Tammy opened her giant khaki-colored purse and reached inside. Glass clinked and there was a sound like beads being shaken as the witch rifled through the contents. “Well, I can give it a try. I don’t have a lotta stuff to work with, but I’ll see what I can do.”
“Well that’s better than nothing. Kaden is such a great kid. He just got mixed up with the wrong crowd.”
“Ya mean y’all?” Tammy asked with marked pity in her voice.
“Unfortunately, yes.” Ariadne’s black gown clung to her legs as she led the way through the maze of sterile white halls. “His room’s right around the corner. I’ll get Beau out of the room while you do whatever it is you need to do. But you won’t have much time.”
She grabbed a mask and gown off the isolation cart outside of Kaden’s door and put them on over her clothes. “Tammy, why don’t you wait here? I’ll be out in a second, and then you can go in.”
Tammy nodded and walked toward the nurse’s station.
Vickie was sitting at the foot of the bed while Beau sat next to the window.
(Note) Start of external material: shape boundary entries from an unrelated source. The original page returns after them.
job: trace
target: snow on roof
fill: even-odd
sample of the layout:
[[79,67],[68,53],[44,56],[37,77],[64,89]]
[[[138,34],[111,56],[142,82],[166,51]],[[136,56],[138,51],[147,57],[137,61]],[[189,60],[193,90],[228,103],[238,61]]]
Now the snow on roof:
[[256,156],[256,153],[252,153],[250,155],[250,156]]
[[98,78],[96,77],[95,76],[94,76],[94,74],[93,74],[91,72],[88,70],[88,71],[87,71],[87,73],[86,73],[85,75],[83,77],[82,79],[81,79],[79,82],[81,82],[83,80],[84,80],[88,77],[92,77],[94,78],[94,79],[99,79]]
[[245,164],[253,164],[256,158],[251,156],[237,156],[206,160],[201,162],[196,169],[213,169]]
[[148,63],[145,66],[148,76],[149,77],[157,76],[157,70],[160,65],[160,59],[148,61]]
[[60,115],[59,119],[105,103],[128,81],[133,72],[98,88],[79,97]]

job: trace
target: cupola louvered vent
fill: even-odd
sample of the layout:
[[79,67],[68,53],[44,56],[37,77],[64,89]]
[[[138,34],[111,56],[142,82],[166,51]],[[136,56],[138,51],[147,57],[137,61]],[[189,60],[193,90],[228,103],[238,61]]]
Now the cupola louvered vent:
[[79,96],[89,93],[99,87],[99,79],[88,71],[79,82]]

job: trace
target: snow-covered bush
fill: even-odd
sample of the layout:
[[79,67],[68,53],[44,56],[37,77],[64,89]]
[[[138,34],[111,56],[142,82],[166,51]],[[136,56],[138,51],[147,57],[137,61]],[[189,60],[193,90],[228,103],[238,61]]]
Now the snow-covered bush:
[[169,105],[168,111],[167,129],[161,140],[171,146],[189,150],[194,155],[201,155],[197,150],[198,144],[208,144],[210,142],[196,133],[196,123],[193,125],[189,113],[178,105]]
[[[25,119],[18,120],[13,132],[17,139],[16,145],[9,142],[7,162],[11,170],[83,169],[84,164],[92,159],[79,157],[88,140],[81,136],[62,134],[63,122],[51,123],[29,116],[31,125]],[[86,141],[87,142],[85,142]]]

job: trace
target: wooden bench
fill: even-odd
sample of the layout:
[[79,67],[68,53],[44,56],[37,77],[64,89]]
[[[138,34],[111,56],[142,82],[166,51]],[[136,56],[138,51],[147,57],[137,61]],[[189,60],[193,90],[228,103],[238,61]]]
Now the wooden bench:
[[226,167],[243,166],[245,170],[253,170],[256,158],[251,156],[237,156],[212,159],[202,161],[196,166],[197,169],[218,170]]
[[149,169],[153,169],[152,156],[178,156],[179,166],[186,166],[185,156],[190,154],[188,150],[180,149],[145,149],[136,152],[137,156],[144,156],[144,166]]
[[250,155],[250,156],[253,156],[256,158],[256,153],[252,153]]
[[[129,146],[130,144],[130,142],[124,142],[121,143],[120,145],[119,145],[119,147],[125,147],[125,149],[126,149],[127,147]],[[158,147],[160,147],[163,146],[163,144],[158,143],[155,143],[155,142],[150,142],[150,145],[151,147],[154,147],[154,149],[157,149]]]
Beau’s eyes were closed, but as she walked in, his eyes opened.
Kaden was attached to a ventilator and there was the hum and whoosh of the machine as it kept the boy alive. Kaden was asleep and tubes ran out of his nose, mouth, and arms. She blanched as she took in how much the boy had deteriorated since the last time she had been there. It wouldn’t be long if something wasn’t done.